Page 1 of 1

Sorted Hashed Partition in DataSet

Posted: Wed Mar 12, 2008 6:18 am
by JSimon
Hi,

After doing a search, I sifted through the results and couldn't come up with the exact answer I was looking for, so here I am seeing if I can get some discourse about my question.

I want to see if my thinking is correct here. I have some files being read using a complex flat file stage. These are each then being loaded into a DataSet for use in a later job. Because this job will be utilizing the Join stage heavily, I wanted to perform a sorted hash when writing these initial DataSets.

What I'm looking to confirm is...

If I write 5 different DataSets in one Job, all using a sorted hash partition (sorting on the same key), can I read these DataSets in another job and use 'same' partitioning on a Join stage to bring some of these DataSets back together?


Thanks in advance ;)

Jason

Posted: Wed Mar 12, 2008 6:34 am
by ArndW
Yes, it will keep the same partitions - but you need to ensure that a join on Group 1 from DataSet 1 doesn't link to a value in Group 2 on another DataSet.

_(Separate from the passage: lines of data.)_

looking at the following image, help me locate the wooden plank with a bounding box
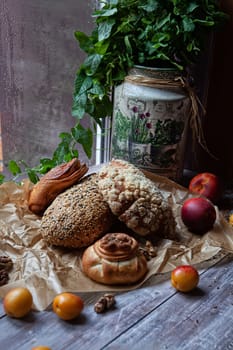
[0,254,229,350]
[104,254,233,350]
[0,276,178,349]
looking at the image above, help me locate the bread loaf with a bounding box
[40,174,115,248]
[29,158,88,215]
[98,159,176,238]
[82,232,148,285]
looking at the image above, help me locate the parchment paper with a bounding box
[0,169,233,310]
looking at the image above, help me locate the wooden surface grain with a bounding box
[0,253,232,350]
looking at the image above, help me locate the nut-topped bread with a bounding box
[98,159,176,238]
[82,232,148,285]
[40,174,115,248]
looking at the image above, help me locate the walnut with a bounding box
[95,233,138,262]
[0,270,9,286]
[0,256,13,271]
[0,255,13,286]
[139,240,157,261]
[94,294,116,314]
[99,233,136,252]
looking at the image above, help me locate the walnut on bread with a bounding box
[82,232,148,285]
[98,159,176,238]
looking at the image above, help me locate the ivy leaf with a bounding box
[140,0,159,12]
[0,174,5,184]
[52,132,78,164]
[89,82,105,97]
[94,40,110,55]
[124,35,133,56]
[93,8,118,18]
[71,123,93,159]
[78,76,93,95]
[194,19,215,27]
[182,17,195,32]
[98,19,115,41]
[74,31,93,53]
[72,93,87,119]
[8,160,22,176]
[155,14,171,30]
[74,71,87,94]
[37,158,58,174]
[83,54,103,76]
[187,3,199,13]
[27,169,40,184]
[73,76,92,119]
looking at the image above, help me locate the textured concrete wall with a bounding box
[0,115,2,171]
[0,0,97,175]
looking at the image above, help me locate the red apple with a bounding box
[171,265,199,292]
[181,197,216,234]
[189,172,221,204]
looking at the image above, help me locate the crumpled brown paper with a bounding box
[0,168,233,311]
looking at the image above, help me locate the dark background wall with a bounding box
[196,0,233,183]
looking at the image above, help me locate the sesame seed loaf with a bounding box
[40,174,115,248]
[98,159,176,238]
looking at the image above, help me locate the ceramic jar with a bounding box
[110,65,190,181]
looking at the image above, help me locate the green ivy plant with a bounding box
[72,0,227,119]
[1,0,228,184]
[0,123,93,184]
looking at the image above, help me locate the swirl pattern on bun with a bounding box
[82,232,148,285]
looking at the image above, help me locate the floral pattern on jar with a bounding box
[111,66,190,181]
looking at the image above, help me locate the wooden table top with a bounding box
[0,182,233,350]
[0,252,233,350]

Posted: Wed Mar 12, 2008 6:37 am
by JSimon
ArndW wrote:Yes, it will keep the same partitions - but you need to ensure that a join on Group 1 from DataSet 1 doesn't link to a value in Group 2 on another DataSet.
I guess that's really what my question was. If I use a sorted hash, will this avoid the scenario you described? I was under the assumption that it would, but again, I'm here because I'm not confident in that assumption.

Thanks ArndW

Posted: Wed Mar 12, 2008 6:39 am
by ccatania
If you read a persistent dataset using SAME partitioning, the
downstream stage runs with the degree of parallelism used
to create the dataset, regardless of the current
$APT_CONFIG_FILE / specified node pool.

I hope this help

Posted: Wed Mar 12, 2008 6:52 am
by ArndW
If you have the "same" partitioning, then a join will only go between like partitions; in most cases the data isn't formatted that way and it will lead to data loss during joins. An easy test is to run the same job with a 1-node and an n-node configuration and compare the outputs, if they are not identical you will have discovered a logic error.

Posted: Wed Mar 12, 2008 7:25 am
by JSimon
I'll test it and post the results.

Posted: Wed Mar 12, 2008 5:35 pm
by ray.wurlod
Don't forget that the subsequent jobs will need to use a configuration file that is the same as, or compatible with, the configuration file used to write the Data Set. In particular all the nodes in the writer must be available in the reader.